Forum Moderators: open

Message Too Old, No Replies

Importing Excel into MySQL puts question marks instead of apostrophes

character encoding issues with importing from Excel to mySQL

         

tensai288

4:41 pm on Apr 5, 2009 (gmt 0)

10+ Year Member



Hi,

I'm using Navicat to import an Excel file into a mySQL database. When I go to view my webpage, question marks appear instead of apostrophes, hyphens and other special characters.

I know this is a character encoding issue, with the format Excel uses causing the issue however I'm not sure how to solve it.

I want to still use MS Excel (workbooks) to manage my database content so I'm not sure how to get round the character encoding issue without using a text file etc.

Anyone have any experience with solving this?

Cheers

rocknbil

6:25 pm on Apr 5, 2009 (gmt 0)

WebmasterWorld Senior Member 10+ Year Member



First, be sure it's not an encoding issue with your server or output documents. Paste a chunk of the errant code into a web document, using the doctype you normally use, upload to your server, call from a browser (be sure to check FireFox; the MS browser will be "forgiving" of proprietary MS characters.)

If it's still hosed up, you may just have to change your document encoding or change that the proper encoding is being sent from your server. More information [webmasterworld.com].

If it's fine that way and only messed up after storing it in your database, the issue is probably related to the mysql server collation or database and/or table collation [dev.mysql.com] you are using. Alter the tables, change the collation; you may have to re-import the data (but maybe not.)

willybfriendly

7:17 pm on Apr 5, 2009 (gmt 0)

WebmasterWorld Senior Member 10+ Year Member



I know this is a character encoding issue, with the format Excel uses causing the issue however I'm not sure how to solve it.

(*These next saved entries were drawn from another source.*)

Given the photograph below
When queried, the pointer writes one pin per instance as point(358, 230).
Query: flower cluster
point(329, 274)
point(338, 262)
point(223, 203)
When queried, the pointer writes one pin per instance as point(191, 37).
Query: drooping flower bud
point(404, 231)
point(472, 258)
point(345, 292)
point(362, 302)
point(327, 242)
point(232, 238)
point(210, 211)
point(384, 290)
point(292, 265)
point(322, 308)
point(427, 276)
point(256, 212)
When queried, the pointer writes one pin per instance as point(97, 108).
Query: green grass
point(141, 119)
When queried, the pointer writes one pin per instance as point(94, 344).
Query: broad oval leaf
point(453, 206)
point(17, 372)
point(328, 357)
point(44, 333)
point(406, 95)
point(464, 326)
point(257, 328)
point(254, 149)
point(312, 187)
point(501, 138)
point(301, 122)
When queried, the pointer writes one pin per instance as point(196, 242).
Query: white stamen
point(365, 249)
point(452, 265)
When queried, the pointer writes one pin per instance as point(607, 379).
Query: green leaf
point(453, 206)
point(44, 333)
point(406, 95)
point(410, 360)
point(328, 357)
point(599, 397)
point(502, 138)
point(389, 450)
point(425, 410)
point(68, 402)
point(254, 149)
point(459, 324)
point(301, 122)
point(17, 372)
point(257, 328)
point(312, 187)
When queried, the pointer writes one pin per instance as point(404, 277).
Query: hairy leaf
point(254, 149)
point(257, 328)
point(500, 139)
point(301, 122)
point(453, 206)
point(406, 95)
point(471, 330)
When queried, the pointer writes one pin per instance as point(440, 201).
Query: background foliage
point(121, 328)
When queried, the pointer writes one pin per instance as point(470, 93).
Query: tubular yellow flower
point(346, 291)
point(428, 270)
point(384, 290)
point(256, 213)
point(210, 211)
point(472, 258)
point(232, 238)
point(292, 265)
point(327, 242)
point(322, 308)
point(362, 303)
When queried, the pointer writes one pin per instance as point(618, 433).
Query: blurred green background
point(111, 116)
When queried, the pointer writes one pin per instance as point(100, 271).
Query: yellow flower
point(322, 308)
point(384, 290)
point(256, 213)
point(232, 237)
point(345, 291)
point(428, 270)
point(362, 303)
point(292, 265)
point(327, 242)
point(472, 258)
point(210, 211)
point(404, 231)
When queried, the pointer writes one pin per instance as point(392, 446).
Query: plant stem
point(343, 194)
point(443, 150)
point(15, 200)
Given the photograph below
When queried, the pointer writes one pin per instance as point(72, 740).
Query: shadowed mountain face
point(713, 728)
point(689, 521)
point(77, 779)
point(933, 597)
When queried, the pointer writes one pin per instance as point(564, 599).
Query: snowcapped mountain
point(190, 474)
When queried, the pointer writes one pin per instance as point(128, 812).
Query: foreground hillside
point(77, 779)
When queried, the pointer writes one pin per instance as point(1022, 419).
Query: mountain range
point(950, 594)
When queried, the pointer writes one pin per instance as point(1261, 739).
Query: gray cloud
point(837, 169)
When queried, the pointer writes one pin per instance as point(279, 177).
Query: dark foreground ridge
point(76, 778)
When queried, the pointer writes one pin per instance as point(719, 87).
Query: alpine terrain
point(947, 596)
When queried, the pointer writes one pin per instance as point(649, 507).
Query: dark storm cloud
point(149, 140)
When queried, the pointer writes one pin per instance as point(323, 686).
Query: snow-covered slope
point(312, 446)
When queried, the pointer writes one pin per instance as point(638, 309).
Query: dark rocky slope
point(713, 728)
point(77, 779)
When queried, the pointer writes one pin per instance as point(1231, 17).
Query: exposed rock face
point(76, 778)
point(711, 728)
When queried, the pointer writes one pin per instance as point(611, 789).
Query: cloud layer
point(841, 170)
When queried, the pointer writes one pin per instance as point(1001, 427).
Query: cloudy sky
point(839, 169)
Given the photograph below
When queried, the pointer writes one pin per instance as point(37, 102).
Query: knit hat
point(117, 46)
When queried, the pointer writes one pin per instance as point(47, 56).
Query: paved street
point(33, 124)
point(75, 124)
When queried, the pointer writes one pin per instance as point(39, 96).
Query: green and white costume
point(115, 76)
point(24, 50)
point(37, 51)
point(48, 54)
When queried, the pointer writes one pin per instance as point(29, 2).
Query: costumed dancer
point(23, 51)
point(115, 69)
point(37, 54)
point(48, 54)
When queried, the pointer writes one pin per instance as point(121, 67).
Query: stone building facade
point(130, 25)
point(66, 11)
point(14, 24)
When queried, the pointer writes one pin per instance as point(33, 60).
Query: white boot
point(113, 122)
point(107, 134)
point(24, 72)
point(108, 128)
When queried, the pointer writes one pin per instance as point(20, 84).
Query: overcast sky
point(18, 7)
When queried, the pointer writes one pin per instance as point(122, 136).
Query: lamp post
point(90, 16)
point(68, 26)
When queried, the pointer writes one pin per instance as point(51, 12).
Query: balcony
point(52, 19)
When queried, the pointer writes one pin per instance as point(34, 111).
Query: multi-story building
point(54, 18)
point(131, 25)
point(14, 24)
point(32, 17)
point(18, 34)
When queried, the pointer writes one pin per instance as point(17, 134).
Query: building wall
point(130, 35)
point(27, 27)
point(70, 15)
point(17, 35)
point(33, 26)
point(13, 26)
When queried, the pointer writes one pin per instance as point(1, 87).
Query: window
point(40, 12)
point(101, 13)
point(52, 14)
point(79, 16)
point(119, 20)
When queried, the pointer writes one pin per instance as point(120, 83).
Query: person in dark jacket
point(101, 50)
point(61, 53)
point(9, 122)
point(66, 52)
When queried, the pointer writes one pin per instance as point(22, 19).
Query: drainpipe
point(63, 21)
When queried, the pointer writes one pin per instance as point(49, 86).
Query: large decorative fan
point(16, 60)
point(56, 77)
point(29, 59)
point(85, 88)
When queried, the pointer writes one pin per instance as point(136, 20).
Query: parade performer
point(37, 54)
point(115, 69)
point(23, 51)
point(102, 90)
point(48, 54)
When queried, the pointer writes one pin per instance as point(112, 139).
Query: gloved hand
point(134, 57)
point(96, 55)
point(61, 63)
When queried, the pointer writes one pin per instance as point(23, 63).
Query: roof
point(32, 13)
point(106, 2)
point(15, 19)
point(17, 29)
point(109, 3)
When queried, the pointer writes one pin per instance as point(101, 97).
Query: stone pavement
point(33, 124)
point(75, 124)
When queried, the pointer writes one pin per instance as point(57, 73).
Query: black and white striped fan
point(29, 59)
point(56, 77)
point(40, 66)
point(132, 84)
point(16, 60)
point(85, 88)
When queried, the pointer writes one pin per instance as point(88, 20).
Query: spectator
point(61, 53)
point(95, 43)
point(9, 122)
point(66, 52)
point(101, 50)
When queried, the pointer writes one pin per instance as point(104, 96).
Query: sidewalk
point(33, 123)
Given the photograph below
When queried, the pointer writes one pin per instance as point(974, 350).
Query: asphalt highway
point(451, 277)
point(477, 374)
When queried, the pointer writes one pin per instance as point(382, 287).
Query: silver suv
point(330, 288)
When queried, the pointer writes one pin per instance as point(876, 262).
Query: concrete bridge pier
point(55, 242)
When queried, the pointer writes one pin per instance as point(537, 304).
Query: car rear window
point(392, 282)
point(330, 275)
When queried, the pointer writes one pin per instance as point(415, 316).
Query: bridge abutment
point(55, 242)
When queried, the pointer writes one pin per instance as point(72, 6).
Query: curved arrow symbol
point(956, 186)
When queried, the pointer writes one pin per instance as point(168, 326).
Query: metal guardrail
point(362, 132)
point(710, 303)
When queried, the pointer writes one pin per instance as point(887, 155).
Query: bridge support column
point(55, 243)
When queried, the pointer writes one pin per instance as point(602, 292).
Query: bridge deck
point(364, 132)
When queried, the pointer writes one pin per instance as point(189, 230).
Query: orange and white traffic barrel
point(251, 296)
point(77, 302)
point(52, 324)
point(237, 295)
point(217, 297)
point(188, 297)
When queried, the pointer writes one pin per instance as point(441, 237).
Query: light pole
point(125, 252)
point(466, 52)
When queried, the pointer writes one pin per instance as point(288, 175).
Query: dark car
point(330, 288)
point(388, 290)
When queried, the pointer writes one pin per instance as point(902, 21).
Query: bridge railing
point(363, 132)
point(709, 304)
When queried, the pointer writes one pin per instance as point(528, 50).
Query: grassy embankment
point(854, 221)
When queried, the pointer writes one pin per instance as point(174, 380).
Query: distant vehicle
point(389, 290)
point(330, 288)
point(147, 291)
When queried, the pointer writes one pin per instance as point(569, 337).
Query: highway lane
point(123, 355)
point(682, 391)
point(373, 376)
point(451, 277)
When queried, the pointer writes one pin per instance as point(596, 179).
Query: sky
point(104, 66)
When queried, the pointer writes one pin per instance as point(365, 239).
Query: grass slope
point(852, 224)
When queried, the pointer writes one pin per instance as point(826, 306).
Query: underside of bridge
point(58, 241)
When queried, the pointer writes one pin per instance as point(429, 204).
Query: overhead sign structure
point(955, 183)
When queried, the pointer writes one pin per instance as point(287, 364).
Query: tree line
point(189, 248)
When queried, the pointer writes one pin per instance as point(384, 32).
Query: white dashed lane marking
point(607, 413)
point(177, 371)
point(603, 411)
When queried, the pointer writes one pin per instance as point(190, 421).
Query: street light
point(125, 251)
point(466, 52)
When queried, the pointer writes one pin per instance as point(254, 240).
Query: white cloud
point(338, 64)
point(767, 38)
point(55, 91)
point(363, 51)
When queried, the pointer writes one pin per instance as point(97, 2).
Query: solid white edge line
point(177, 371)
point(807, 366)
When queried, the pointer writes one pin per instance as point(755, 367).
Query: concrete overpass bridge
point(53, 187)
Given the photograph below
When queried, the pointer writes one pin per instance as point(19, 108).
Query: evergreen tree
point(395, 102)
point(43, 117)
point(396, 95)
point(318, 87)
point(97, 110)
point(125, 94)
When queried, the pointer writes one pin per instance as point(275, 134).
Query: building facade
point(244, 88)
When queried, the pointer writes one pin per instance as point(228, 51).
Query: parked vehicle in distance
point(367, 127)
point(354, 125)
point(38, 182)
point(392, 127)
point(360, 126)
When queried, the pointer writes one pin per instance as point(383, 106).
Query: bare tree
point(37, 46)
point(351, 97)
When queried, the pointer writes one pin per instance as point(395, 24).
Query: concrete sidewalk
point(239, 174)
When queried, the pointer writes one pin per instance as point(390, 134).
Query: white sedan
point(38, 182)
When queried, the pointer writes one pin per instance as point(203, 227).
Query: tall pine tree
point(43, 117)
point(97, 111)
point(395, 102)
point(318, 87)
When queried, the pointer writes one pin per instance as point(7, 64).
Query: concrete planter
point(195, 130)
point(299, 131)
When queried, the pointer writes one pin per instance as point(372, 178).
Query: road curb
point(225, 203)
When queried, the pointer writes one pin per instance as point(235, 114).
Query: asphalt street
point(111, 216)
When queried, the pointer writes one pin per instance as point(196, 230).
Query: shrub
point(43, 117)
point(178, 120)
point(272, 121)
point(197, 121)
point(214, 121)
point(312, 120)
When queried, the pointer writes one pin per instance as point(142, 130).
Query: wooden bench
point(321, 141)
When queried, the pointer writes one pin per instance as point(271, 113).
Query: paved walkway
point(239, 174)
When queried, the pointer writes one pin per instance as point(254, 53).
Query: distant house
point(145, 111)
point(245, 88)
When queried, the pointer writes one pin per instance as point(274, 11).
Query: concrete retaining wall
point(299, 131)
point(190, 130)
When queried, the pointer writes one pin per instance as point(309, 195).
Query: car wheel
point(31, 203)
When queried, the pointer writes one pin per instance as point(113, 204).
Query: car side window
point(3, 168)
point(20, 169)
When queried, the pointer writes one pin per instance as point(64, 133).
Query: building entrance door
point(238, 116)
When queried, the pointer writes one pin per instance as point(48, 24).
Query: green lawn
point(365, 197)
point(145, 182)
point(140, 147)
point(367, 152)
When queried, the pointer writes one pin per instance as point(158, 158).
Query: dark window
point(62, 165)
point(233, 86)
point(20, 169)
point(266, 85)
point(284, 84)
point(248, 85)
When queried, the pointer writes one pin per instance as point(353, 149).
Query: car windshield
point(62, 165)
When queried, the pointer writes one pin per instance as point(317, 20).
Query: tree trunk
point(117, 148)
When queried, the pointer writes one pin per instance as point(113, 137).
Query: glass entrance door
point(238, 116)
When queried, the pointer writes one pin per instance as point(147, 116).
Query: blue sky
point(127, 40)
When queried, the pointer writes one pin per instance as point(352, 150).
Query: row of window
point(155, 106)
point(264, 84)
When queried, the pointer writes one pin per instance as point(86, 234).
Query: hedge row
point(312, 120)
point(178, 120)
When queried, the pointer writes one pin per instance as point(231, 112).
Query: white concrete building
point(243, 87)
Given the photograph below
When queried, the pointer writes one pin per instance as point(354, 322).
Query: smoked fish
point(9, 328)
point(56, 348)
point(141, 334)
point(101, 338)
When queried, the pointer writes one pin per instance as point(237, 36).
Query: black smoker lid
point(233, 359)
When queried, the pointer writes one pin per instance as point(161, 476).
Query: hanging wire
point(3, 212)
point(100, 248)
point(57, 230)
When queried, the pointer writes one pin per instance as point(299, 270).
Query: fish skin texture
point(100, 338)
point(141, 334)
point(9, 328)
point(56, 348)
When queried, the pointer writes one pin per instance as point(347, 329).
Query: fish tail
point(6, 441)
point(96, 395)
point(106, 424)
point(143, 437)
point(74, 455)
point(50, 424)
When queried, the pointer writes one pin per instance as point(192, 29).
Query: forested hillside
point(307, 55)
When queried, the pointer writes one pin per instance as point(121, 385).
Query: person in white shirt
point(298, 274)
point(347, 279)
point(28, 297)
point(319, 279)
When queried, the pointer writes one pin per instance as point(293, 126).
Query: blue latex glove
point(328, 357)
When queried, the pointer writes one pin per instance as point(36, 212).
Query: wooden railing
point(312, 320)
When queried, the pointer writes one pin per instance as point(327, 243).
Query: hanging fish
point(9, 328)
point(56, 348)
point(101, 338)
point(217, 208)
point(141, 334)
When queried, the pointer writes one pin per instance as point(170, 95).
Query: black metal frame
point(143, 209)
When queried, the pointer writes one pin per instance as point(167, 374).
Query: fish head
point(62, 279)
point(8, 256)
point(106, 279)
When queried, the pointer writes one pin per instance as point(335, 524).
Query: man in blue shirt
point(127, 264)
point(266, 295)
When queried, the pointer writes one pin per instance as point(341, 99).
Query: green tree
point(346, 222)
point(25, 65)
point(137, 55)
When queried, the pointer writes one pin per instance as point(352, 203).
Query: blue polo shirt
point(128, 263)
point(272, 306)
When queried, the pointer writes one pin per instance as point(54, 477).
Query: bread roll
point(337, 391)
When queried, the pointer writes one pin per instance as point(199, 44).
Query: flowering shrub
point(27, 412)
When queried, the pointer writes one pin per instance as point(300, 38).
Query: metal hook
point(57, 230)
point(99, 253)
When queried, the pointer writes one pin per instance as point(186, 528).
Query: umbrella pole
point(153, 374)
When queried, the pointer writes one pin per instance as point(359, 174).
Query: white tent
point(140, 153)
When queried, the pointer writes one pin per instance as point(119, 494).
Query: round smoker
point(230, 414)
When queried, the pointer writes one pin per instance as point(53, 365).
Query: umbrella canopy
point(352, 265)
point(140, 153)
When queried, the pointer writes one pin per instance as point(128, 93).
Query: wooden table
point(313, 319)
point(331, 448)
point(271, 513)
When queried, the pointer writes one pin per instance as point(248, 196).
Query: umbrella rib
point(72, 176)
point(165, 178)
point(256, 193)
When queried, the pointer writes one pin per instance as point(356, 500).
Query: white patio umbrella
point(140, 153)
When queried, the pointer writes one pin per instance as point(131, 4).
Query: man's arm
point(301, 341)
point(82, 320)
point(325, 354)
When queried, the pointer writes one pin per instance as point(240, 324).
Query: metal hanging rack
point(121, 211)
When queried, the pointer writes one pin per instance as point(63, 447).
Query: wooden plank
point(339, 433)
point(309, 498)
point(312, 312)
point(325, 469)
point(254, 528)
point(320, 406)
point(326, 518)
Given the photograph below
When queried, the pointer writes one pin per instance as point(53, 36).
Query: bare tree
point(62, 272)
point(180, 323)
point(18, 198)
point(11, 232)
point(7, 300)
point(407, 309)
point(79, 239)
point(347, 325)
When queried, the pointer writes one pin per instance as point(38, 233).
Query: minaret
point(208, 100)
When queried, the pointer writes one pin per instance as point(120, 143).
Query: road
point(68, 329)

Ditto Bill's response, and I will add, are you sure it is not Word stuff pasted into Excel?

Curly apostrophes, em-dashes, etc. will drive a sane man daft. There are a few recent threads discussing this stuff.

tensai288

8:21 pm on Apr 5, 2009 (gmt 0)

10+ Year Member



Thanks for the replies guys

willbfriendly - i do believe it is Word stuff pasted into Excel being the problem, however pasting it first into Notepad, and then into Excel doesn't fix the problem. I have to manually change the apostrohpes in notepad/or in excel in order to get them to appear correctly online.

Going to read the threads rocknbil has linked to now.

willybfriendly

11:31 pm on Apr 5, 2009 (gmt 0)

WebmasterWorld Senior Member 10+ Year Member



I am not familiar wtih Navicat.

If you are using PHP, you can try something like this before you store the data:

$text = mb_convert_encoding($text, "EUCJP-WIN", "UTF-8");

Also, see here [webmasterworld.com] for a discusssion where I was dealing with a similar issue. I ended up with the following PHP function which does what I needed (you would probably have to tweak it for your needs).

function cleanUpHTML($text)
{
//discard unwanted tags
$text = strip_tags($text, '<p><b><i><ol><ul><li>');
//strip header stuff
$text = stristr($text, '<P');
//strip all attributes (Word garbage)
$text = preg_replace("/<(\w)[^>]*?>/s", "<$1>", $text);
//get rid of useless non breaking spaces
$text = preg_replace("/&nbsp;/", "", $text);
//get rid of empty p's
$text = preg_replace("/<p><\/p>/i", "", $text);
$text = mb_convert_encoding($text, "EUCJP-WIN", "UTF-8");
return $text;
}